Four freight and transport industry groups have issued a joint call for the Australian government to develop and implement a National Zero Emission Truck Strategy.
The Electric Vehicle Council, Australian Trucking Association, Heavy Vehicle Industry Association and the Australian Hydrogen Council have combined forces to advocate for government direction and support beyond light vehicles, expanding the focus of the government’s recently launched National Electric Vehicle Strategy.
That strategy presents a “comprehensive roadmap" to allow Australians a better choice of electric vehicles and “encourage greater use of cleaner, cheaper-to-run vehicles,” according to the Australasian Fleet Management Association.
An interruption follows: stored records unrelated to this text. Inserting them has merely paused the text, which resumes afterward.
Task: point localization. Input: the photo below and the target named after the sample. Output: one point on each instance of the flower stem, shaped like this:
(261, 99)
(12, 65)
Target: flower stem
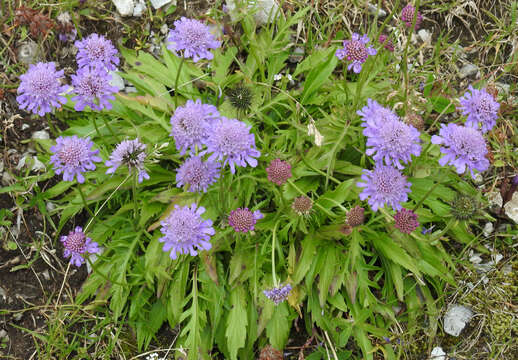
(176, 83)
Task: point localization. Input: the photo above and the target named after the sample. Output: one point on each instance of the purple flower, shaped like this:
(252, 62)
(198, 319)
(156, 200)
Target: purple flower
(463, 146)
(390, 140)
(199, 175)
(243, 220)
(40, 88)
(406, 221)
(194, 38)
(407, 16)
(481, 109)
(190, 125)
(76, 244)
(184, 230)
(231, 141)
(96, 50)
(73, 156)
(278, 294)
(131, 153)
(356, 51)
(384, 185)
(93, 89)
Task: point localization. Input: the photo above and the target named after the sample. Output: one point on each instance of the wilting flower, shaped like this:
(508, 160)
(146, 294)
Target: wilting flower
(279, 171)
(92, 88)
(406, 221)
(302, 205)
(243, 220)
(185, 232)
(230, 141)
(131, 153)
(76, 244)
(191, 124)
(391, 141)
(480, 108)
(95, 50)
(384, 185)
(196, 173)
(73, 156)
(194, 38)
(356, 51)
(463, 147)
(278, 294)
(40, 88)
(407, 16)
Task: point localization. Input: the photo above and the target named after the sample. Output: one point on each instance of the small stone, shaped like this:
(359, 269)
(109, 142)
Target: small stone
(468, 70)
(116, 80)
(456, 319)
(124, 7)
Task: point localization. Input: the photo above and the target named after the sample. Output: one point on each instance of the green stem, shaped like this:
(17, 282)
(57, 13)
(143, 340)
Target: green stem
(176, 82)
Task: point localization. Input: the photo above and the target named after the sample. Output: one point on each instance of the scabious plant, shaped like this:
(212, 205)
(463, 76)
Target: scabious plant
(356, 51)
(92, 88)
(96, 50)
(243, 220)
(73, 156)
(193, 38)
(131, 153)
(197, 174)
(77, 244)
(185, 231)
(40, 88)
(480, 108)
(191, 125)
(384, 185)
(232, 143)
(463, 147)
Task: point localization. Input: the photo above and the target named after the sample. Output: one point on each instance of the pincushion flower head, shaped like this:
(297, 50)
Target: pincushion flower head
(40, 88)
(230, 141)
(407, 16)
(384, 185)
(356, 51)
(76, 244)
(191, 125)
(96, 50)
(73, 156)
(463, 147)
(243, 220)
(131, 153)
(480, 108)
(186, 232)
(92, 88)
(197, 174)
(193, 38)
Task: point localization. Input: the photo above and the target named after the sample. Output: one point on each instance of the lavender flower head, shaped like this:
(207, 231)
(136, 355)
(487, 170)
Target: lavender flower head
(76, 244)
(185, 232)
(407, 16)
(278, 294)
(194, 38)
(95, 50)
(384, 185)
(480, 108)
(356, 51)
(40, 88)
(199, 175)
(131, 153)
(93, 89)
(463, 147)
(73, 156)
(191, 125)
(243, 220)
(231, 142)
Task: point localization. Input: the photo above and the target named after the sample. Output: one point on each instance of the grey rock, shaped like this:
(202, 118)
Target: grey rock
(456, 319)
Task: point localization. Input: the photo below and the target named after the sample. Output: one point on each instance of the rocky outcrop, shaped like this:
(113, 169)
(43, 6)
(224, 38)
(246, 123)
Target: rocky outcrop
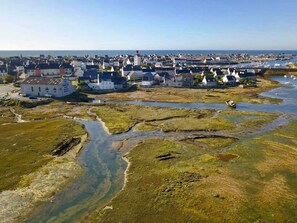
(65, 146)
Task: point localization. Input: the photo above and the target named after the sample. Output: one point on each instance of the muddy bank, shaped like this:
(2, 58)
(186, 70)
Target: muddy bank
(40, 185)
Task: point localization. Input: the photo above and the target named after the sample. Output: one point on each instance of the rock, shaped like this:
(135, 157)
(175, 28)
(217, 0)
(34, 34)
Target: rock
(65, 146)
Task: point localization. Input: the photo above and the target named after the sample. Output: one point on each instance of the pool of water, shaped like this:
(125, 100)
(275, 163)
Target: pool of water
(288, 93)
(104, 168)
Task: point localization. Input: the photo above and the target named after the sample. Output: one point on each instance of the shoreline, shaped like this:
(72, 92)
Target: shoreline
(16, 205)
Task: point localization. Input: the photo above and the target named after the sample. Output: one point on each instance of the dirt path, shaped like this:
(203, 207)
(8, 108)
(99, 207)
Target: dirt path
(18, 117)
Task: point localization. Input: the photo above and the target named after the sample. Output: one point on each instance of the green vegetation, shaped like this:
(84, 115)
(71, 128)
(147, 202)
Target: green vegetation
(25, 147)
(278, 72)
(120, 118)
(210, 180)
(245, 120)
(8, 79)
(6, 116)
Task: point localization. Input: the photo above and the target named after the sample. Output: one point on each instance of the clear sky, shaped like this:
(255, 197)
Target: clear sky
(148, 24)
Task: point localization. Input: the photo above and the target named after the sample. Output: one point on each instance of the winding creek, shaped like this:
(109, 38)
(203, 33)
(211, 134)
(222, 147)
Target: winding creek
(104, 167)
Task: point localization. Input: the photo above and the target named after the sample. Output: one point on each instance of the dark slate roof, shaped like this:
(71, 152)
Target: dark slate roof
(145, 70)
(89, 67)
(245, 75)
(3, 67)
(30, 67)
(148, 75)
(66, 66)
(196, 69)
(165, 68)
(164, 74)
(42, 81)
(219, 72)
(91, 74)
(183, 71)
(231, 78)
(44, 66)
(119, 80)
(128, 68)
(137, 68)
(83, 79)
(210, 79)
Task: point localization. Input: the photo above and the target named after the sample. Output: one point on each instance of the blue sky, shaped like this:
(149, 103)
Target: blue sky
(148, 24)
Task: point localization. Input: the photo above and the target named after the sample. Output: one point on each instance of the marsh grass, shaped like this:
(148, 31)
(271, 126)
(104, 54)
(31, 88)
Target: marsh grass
(120, 118)
(254, 180)
(6, 116)
(26, 147)
(170, 94)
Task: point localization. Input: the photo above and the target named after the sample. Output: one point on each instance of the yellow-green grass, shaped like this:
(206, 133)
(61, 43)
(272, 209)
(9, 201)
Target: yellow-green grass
(257, 185)
(6, 116)
(170, 94)
(53, 110)
(246, 120)
(280, 72)
(239, 121)
(26, 147)
(120, 118)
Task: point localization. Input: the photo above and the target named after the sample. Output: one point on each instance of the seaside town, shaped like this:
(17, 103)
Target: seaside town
(148, 111)
(58, 76)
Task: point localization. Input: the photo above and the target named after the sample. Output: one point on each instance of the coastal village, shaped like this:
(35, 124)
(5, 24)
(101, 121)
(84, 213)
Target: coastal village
(58, 76)
(147, 137)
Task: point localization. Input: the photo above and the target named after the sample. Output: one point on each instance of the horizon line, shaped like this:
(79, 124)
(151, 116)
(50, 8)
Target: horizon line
(151, 50)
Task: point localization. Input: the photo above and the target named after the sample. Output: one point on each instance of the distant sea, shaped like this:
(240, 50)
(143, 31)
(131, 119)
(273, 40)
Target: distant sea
(7, 53)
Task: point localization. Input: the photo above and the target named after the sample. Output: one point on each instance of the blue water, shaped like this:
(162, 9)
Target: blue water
(288, 94)
(5, 53)
(104, 168)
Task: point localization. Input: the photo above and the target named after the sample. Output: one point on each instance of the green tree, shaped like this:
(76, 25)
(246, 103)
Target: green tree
(8, 79)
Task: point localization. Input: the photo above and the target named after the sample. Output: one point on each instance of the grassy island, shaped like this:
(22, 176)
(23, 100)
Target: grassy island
(184, 95)
(251, 179)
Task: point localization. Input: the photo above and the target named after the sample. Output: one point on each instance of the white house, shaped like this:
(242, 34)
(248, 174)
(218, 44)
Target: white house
(47, 86)
(209, 81)
(229, 79)
(102, 84)
(3, 71)
(47, 70)
(137, 59)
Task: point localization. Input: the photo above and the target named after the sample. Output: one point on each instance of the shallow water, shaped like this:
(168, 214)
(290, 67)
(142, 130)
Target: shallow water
(104, 169)
(288, 93)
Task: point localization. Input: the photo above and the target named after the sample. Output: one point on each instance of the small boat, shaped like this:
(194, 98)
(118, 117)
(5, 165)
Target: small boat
(231, 104)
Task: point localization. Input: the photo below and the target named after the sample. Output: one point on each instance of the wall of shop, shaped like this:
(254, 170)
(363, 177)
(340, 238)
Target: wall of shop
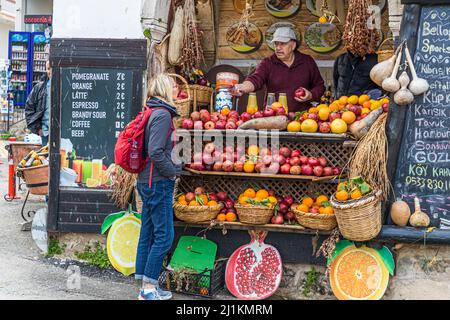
(119, 19)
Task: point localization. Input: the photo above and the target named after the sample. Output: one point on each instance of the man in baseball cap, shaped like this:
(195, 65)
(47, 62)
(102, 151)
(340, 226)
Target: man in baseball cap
(286, 71)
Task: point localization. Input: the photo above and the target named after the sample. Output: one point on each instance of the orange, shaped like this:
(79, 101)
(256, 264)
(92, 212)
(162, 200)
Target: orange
(249, 166)
(294, 126)
(250, 193)
(342, 195)
(231, 217)
(324, 114)
(309, 125)
(349, 117)
(308, 201)
(253, 150)
(359, 274)
(262, 194)
(356, 194)
(212, 203)
(303, 208)
(276, 105)
(363, 99)
(313, 110)
(225, 111)
(365, 110)
(343, 100)
(321, 198)
(272, 200)
(194, 203)
(366, 105)
(353, 100)
(338, 126)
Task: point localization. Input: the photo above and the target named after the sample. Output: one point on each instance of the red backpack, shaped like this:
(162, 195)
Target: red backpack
(129, 150)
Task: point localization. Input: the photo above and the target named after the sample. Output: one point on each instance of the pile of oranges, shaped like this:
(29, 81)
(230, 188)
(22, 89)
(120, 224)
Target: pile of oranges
(260, 197)
(337, 116)
(318, 205)
(352, 189)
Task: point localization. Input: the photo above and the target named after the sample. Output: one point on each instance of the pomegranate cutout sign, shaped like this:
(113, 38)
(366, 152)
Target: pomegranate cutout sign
(254, 270)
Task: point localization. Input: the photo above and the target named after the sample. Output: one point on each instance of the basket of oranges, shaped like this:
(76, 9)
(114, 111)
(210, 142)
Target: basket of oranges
(315, 213)
(358, 210)
(196, 207)
(255, 207)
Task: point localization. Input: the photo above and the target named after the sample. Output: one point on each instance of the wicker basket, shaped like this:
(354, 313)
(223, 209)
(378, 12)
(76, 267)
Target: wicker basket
(198, 94)
(315, 221)
(196, 214)
(183, 105)
(358, 220)
(385, 54)
(254, 214)
(36, 179)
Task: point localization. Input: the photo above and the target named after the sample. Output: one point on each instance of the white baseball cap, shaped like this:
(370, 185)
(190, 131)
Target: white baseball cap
(284, 34)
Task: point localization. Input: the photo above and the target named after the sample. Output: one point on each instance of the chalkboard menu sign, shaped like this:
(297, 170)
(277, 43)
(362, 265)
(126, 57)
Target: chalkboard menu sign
(424, 161)
(95, 107)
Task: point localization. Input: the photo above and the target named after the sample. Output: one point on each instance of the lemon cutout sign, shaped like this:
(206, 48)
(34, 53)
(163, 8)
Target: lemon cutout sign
(360, 273)
(122, 241)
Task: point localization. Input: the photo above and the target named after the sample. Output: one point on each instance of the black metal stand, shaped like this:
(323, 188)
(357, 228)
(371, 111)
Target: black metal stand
(29, 213)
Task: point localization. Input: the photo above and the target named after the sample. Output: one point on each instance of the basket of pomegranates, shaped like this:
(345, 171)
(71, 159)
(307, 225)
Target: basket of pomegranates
(196, 207)
(315, 213)
(255, 207)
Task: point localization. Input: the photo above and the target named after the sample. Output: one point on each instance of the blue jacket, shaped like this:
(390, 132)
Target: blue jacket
(158, 142)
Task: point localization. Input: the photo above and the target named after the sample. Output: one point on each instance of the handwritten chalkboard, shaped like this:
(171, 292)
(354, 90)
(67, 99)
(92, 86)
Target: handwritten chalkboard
(95, 107)
(424, 161)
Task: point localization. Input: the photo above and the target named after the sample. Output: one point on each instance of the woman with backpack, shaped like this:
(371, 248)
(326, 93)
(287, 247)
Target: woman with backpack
(156, 186)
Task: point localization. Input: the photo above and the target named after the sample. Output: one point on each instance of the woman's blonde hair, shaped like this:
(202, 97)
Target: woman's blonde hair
(161, 86)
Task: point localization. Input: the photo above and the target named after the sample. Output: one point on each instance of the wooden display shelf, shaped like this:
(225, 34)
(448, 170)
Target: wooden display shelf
(332, 179)
(311, 137)
(242, 226)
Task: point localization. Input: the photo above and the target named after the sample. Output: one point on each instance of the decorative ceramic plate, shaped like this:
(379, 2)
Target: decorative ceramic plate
(323, 37)
(245, 41)
(283, 8)
(271, 30)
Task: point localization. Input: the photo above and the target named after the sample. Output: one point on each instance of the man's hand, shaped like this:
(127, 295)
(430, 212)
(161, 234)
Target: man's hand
(307, 97)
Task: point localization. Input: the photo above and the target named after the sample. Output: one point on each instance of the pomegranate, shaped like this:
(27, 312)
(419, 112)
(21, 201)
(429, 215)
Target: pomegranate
(209, 125)
(322, 161)
(195, 116)
(318, 171)
(289, 200)
(307, 170)
(228, 166)
(285, 152)
(312, 161)
(187, 124)
(222, 196)
(278, 219)
(245, 116)
(285, 168)
(295, 161)
(295, 170)
(327, 171)
(304, 160)
(295, 153)
(254, 270)
(190, 196)
(218, 166)
(198, 125)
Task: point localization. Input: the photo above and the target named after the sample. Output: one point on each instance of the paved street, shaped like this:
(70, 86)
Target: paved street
(26, 274)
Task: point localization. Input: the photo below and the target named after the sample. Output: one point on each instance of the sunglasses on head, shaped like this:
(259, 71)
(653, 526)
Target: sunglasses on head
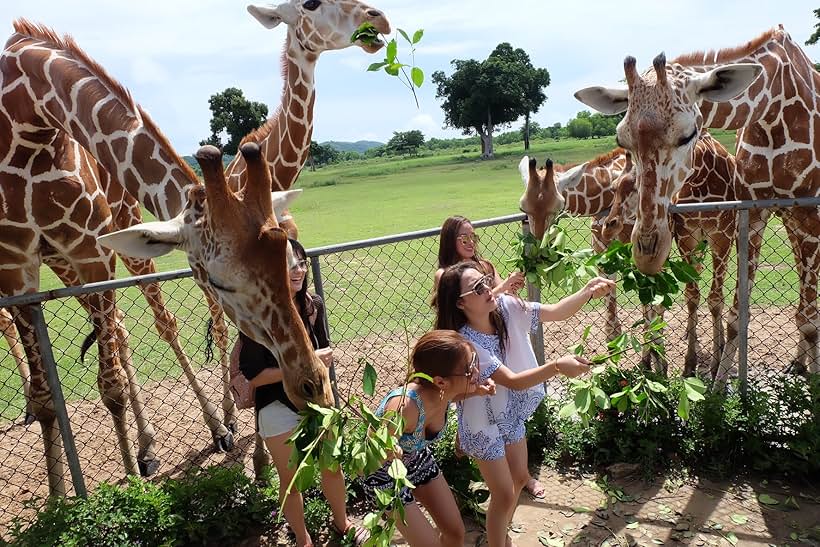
(479, 287)
(467, 239)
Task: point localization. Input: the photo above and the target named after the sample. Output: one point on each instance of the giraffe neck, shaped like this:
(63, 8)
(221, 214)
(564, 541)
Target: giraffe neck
(787, 72)
(285, 137)
(56, 87)
(590, 192)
However, the plan does not address zero emissions goals for heavy vehicles.
While applauding the government’s strategy and commitment to a fuel efficiency standard, the four groups believe “trucks and logistics will be left in the slow lane to decarbonization” if the government policy does not cover trucks.
In a joint statement, the industry groups noted “the freight and logistics transport sector contributes 38% of Australia’s transport emissions,” and pointed out government has not developed a plan to reduce the sector’s emissions.
“The Australian trucking industry faces significant barriers to the adoption of zero-emission trucks, including vehicle design rules, lack of electric truck recharging and hydrogen refueling infrastructure, and a temporary but significant higher upfront cost,” the statement reads.
Specifically, the industry collaboration asks the Australian Government:
- Develop a national zero emission truck strategy.
- Sign the global memorandum of understanding on zero emission trucks, to set clear climate ambition for medium and heavy vehicles.
- Fix the regulatory barriers (i.e., width and axle mass limits) to zero emission trucks, to increase vehicle model supply.
- Increase investment in electric recharging and hydrogen refueling infrastructure for trucks.
- Implement a purchase price incentive for zero emission trucks
- Fund and implement an upskilling and reskilling plan to ensure the preparedness of the workforce to transition to a zero emission fleet.
“Australia relies on trucks to function, but right now those trucks need imported oil to keep moving. We don’t need to be this vulnerable because our truck fleet can run on renewable energy we make domestically,” said Behyad Jafari, chief executive, Electric Vehicle Council. “We just need to get the policy settings right. With the EV and the trucking industry agreeing on these principles, the government can act swiftly.”